Which costs are not covered?

As with the distinction between overnight and day camps, the IRS does not consider all types of expenses to be acceptable.

If you enroll your kid in a private school, the IRS states that you cannot claim tuition as a Child and Dependent Care Credit cost since K-12 tuition is considered an educational expense, not a child care expense. (However, as previously stated, the IRS states both before- and after-school programs are qualified.)

Care supplied by dependents or spouses will not qualify. Essentially, the IRS argues that you cannot pay an older adolescent to care for a younger youngster and then claim a tax credit. Paying your spouse or wife to care for their child is a non-starter.

One point to note: If you paid for child care using a Flexible Spending Account — which allows individuals to set aside pre-tax money to pay for preschool and other child-related expenditures — you would be unable to claim this credit for those payments. That is because people would be able to claim two tax advantages on the money.

What if I worked part-time, was enrolled in school, or worked from home?

According to the IRS, parents must be employed or actively seeking employment to qualify, although there is some wriggle space in some places.

According to the IRS, parents are regarded as working during any month in which they are enrolled as full-time students.
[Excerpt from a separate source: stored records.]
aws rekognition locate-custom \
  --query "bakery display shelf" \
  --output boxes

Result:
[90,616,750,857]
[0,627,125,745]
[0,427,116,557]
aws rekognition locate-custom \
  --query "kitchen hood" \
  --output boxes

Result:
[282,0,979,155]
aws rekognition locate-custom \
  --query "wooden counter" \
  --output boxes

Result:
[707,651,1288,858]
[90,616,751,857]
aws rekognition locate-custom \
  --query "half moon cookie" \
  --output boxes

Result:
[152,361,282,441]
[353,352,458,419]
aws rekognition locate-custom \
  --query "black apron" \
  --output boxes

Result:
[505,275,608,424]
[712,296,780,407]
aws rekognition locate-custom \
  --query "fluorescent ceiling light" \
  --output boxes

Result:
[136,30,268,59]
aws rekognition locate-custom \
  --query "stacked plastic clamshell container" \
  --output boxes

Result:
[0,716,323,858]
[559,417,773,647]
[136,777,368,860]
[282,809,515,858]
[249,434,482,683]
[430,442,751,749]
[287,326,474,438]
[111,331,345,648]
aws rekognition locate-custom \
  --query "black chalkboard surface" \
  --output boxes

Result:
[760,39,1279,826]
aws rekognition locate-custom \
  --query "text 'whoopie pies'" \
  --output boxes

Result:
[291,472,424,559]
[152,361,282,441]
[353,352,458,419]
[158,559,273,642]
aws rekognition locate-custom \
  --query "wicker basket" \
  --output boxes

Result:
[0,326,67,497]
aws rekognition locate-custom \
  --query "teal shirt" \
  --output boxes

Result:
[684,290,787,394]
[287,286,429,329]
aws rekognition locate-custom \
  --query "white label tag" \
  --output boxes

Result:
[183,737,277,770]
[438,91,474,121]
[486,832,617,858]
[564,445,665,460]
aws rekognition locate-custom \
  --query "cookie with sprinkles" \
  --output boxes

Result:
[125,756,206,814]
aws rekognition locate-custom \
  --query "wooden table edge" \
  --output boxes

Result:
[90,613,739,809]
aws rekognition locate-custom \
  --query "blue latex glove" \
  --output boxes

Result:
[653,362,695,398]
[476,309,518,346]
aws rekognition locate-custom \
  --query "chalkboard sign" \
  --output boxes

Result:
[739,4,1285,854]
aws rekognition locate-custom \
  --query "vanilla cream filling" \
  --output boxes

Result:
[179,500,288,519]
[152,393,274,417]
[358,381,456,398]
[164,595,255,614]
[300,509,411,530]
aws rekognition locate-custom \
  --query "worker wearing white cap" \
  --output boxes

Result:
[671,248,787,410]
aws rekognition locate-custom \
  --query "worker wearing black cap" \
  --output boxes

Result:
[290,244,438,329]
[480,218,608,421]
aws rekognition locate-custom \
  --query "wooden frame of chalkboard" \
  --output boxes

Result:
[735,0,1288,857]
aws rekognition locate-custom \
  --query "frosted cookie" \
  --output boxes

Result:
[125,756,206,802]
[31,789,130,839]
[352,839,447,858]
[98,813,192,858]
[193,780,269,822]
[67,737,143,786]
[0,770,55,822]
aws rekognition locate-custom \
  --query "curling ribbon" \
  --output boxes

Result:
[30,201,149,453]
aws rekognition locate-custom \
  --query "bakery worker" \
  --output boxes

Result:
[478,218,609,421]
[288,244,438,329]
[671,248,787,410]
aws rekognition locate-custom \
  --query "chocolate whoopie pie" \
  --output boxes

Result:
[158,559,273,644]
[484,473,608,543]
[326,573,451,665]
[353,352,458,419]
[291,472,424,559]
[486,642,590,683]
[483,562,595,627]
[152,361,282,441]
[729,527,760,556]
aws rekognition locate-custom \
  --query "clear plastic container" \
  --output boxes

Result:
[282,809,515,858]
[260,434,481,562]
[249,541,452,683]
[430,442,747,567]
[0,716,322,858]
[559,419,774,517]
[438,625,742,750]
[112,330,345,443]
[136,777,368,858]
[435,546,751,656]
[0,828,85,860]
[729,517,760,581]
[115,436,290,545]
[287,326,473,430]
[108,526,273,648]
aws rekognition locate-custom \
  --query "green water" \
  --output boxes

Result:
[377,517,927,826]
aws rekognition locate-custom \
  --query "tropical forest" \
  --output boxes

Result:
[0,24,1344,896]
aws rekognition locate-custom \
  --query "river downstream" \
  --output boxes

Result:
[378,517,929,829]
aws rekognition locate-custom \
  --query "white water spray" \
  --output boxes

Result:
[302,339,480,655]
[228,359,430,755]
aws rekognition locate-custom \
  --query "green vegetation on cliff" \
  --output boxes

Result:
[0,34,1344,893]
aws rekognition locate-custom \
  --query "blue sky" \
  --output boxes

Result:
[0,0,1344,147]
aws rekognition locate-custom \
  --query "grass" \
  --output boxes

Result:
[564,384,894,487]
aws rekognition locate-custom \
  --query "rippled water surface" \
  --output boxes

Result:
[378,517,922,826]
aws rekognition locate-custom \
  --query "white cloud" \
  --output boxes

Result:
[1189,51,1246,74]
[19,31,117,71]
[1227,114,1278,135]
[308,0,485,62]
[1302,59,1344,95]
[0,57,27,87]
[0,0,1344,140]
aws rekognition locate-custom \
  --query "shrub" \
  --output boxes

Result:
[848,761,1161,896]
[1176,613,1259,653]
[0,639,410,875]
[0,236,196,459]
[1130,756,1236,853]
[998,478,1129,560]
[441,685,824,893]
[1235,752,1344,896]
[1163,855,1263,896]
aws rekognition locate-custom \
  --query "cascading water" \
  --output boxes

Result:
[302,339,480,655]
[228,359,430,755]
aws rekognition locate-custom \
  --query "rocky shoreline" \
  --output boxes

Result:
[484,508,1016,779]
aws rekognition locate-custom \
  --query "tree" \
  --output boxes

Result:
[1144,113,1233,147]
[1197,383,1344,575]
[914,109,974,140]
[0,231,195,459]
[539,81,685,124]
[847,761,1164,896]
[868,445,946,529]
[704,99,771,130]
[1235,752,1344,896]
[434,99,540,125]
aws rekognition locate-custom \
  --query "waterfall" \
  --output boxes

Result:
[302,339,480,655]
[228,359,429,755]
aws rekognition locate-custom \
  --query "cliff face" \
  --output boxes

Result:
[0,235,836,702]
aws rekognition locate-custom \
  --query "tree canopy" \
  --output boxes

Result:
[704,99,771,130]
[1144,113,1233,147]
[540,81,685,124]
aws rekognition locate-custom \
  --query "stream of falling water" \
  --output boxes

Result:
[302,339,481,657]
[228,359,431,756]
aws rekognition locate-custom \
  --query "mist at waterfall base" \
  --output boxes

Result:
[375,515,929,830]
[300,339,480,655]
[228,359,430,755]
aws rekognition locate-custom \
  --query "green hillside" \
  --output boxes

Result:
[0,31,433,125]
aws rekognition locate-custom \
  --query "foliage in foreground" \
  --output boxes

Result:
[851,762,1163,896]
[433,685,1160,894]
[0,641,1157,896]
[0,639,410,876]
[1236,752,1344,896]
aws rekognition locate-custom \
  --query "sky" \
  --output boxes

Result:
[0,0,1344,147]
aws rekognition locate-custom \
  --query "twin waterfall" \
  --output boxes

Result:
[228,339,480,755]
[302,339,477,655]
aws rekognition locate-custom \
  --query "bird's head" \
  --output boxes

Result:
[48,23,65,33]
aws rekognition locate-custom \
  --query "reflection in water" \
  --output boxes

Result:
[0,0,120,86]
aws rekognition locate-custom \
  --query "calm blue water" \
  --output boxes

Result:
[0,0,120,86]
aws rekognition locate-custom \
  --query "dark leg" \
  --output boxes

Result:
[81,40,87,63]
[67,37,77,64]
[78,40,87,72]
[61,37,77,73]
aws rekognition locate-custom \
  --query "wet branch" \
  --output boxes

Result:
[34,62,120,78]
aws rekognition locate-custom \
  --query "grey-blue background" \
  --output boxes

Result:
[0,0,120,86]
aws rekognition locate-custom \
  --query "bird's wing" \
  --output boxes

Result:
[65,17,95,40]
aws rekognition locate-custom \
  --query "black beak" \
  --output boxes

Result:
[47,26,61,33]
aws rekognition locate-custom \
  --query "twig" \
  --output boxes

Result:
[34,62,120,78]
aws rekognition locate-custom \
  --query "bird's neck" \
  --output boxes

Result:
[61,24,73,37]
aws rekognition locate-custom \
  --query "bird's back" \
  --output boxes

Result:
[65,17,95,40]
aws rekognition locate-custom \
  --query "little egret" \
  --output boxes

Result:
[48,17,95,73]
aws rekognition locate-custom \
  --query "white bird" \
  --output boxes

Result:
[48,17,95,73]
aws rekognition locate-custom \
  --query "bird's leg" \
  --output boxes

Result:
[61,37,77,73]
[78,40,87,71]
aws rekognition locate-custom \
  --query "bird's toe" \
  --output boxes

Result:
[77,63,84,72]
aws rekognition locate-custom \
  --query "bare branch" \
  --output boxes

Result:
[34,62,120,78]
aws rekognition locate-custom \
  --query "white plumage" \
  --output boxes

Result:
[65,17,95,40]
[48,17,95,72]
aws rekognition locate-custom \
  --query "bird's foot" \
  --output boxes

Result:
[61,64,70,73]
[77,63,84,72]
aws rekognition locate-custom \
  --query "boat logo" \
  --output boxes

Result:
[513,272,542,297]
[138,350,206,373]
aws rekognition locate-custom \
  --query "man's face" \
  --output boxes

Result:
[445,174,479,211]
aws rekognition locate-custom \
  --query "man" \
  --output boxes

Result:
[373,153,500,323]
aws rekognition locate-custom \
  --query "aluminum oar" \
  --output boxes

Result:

Work might be full- or part-time for an employer or yourself in your own business or partnership. Additionally, it can occur either inside or outside of your home.

One significant caveat: While credit benefits job seekers, it is only available to taxpayers who earn money during the year. Therefore, if you looked for employment but were unable to find it (and thus had no income in 2021), you will be unable to claim the tax credit.

What will happen to the tax credit in the coming year?

As is the case with several other provisions in the American Rescue Plan, the enhanced Child and Dependent Care Credit is only effective for the 2021 tax year – the year for which individuals are currently submitting their tax returns.

The tax credit will revert to its prior form in 2022. This implies that next year when parents file their tax returns, the benefit will be lowered to the former limit of $2,100.